Carrying hope.

Y’all, it’s the kind of fall day here in Kentucky that’ll make you feel anything at all is possible.

Warm sun. Cool, dry air. The bluest of Bluegrass skies. Leaves beginning to turn gold and crimson, just at the edges, sweet promises of the autumn glory to come. A pearly moon early this morning graciously giving way to it all. It defies accurate description, and after all that has been these last several months, it almost takes my breath away.

I’ve watched squirrels and chipmunks both scatter about while I work outside, and a couple of cardinals keep dashing in and out of a neighbor’s tree. A hawk is screaming shrilly every once in a while, like we don’t he’s there, circling for some poor unfortunate creature who doesn’t see him coming. There’s a blue jay, too, who struts around my yard like it’s his personal kingdom. Obnoxious as hell but of course gorgeous.

It’s all so beautifully alive! And that I am here, drawing deep, real breaths, seems nothing short of a grace I don’t deserve.

A friend I’m doing some writing work for asked me how I was the other day–in body and spirit both. It’s so bittersweet, y’all. So much is so awful. But I have to be honest about this pure joy and gratitude I have for being, right now, relatively healthy after biopsies and chemo and scans.

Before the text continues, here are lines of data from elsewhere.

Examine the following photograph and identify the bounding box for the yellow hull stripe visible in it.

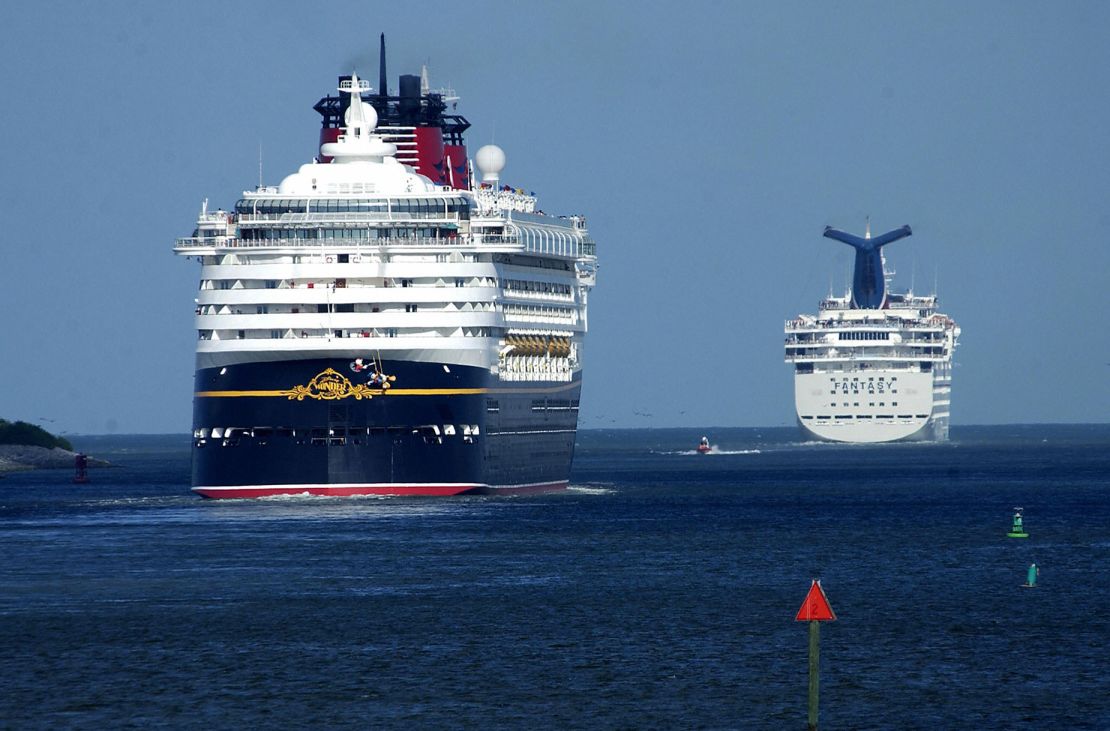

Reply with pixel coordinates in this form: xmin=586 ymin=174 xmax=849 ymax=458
xmin=196 ymin=382 xmax=578 ymax=398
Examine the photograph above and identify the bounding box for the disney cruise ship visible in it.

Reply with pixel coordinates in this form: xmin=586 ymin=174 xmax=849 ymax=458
xmin=174 ymin=39 xmax=596 ymax=497
xmin=784 ymin=223 xmax=959 ymax=443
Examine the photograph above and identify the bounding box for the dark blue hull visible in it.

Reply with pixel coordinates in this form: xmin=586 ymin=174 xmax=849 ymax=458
xmin=190 ymin=358 xmax=580 ymax=497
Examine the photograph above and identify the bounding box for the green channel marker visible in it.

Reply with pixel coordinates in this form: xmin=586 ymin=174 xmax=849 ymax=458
xmin=1007 ymin=507 xmax=1028 ymax=538
xmin=1023 ymin=562 xmax=1039 ymax=588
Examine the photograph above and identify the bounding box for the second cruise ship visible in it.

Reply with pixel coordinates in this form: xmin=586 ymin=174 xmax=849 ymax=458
xmin=784 ymin=223 xmax=959 ymax=443
xmin=174 ymin=38 xmax=597 ymax=497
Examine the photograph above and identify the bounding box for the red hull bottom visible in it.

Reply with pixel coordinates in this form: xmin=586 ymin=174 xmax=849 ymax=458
xmin=192 ymin=480 xmax=569 ymax=500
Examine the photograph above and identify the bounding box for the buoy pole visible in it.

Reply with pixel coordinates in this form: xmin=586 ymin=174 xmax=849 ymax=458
xmin=808 ymin=620 xmax=820 ymax=730
xmin=795 ymin=580 xmax=836 ymax=731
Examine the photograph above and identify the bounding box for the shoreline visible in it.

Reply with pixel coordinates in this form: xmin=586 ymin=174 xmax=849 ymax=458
xmin=0 ymin=444 xmax=110 ymax=474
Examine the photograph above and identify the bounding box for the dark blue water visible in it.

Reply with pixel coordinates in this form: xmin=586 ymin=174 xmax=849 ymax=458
xmin=2 ymin=425 xmax=1108 ymax=729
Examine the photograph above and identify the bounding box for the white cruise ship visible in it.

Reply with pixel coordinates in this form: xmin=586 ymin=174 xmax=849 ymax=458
xmin=172 ymin=38 xmax=597 ymax=498
xmin=784 ymin=223 xmax=960 ymax=443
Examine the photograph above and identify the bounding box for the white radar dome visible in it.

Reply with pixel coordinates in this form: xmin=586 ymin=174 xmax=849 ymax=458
xmin=345 ymin=101 xmax=379 ymax=131
xmin=475 ymin=144 xmax=506 ymax=183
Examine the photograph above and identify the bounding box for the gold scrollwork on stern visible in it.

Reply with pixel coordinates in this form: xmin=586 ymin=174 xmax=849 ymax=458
xmin=282 ymin=368 xmax=395 ymax=401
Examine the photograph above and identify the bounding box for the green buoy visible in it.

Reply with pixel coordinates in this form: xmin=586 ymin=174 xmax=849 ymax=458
xmin=1023 ymin=562 xmax=1039 ymax=588
xmin=1007 ymin=507 xmax=1028 ymax=538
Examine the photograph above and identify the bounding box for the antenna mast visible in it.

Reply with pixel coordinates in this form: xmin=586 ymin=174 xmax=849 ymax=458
xmin=378 ymin=33 xmax=388 ymax=101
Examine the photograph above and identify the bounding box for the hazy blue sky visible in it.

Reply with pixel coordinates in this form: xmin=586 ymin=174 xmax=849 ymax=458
xmin=1 ymin=1 xmax=1107 ymax=434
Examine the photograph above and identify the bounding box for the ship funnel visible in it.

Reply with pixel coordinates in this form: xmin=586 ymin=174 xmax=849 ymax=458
xmin=399 ymin=74 xmax=421 ymax=123
xmin=823 ymin=224 xmax=912 ymax=309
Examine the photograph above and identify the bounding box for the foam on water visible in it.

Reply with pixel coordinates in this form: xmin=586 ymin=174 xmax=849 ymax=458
xmin=566 ymin=484 xmax=616 ymax=495
xmin=661 ymin=447 xmax=763 ymax=456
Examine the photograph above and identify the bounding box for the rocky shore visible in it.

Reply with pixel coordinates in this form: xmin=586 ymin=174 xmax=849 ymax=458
xmin=0 ymin=445 xmax=110 ymax=474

I’m just about as good as I can be at this moment. And I write about it as a reminder that I cannot, for one moment, take it for granted. Not ever again. Not when just a few months ago I spent most mornings on this same back deck in tears, praying desperately for the cancer to be kept at bay as much as possible. At the core of that deep grief was fear for my daughter, who is already growing up without her father. I could not fathom her having to lose me, too.

I cannot take it for granted when, all over the world and certainly in my own city, the lives of so many others are at stake.

I cannot give you some rational explanation, some transactional analysis, for how prayer works. I once had a very difficult conversation with a little boy at church who thought prayer was magic, you know, get a wand as cool as Harry’s and you’re good.

How I wish it were so.

And while I don’t know who else to thank but the God I believe in, stake my life on, for this space I am in, I know, too, that there are righteous and real and desperate prayers rising all over this city, all over this world, all over this country…and in the very lives of people I love fiercely…that seem to go unanswered.

As you’ve maybe heard me say before, I do not believe God leads us to suffering. But I sure as anything believe God gets to work for our good in the midst of it. Even if with painful steps and slow. And even if we cannot see it for ourselves.

Our world is on fire, y’all. At least my corner of it is, and I cannot believe yours isn’t either. And in the midst of the communal flames lie our own personal heartaches, too.

And I know that for so many people hope seems at absolute best, the most Pollyanna of pipe dreams.

My dear friend Russ and I have, at various difficult or scary points in our lives and ministry, promised this to one another, “I’m going to believe that for you, until you can believe it yourself.”

And I wonder if, right now, the responsibility of those of us who are able to carry even the tiniest sliver of hope, is to offer to carry a little for someone else. I wonder if right now, those of us who have survived the things it seemed we could not, might need to shoulder hope for others.

“I’m going to hope for you, until you are able to hope for yourself.”

I guarantee there is someone in your life who needs to hear this from you. I guarantee you will need to hear it yourself at some point along the way. If today happens to be that day, then know this, “I’m going to carry that hope for you, until you are able to carry it yourself.”

The pain all around us is real, y’all. Palpable. Tearing us apart in all sorts of ways. “What’s going to become of us?” I have seen people write and heard people say. We’re in a tight spot. And it doesn’t some days, look good at all.

But I cannot believe that the Creator of this utterly beautiful and alive day has done any of that creating out of anything but love. Pure, unending, all-encompassing love.

And if that’s true…then this cannot possibly be the end.


Even if I have to carry it for you.

3 thoughts on “Carrying hope.

  1. So grateful with and for you to have this/that beautiful day. I appreciate the reminder about believing/hoping/praying for someone till they can again. There are days when each needs that.


  2. Your words bring comfort to me in my time of grief for my husband, who passed away in March due to Covid 19. Thank you so for your words. I think I hear God’s love and hope through your words.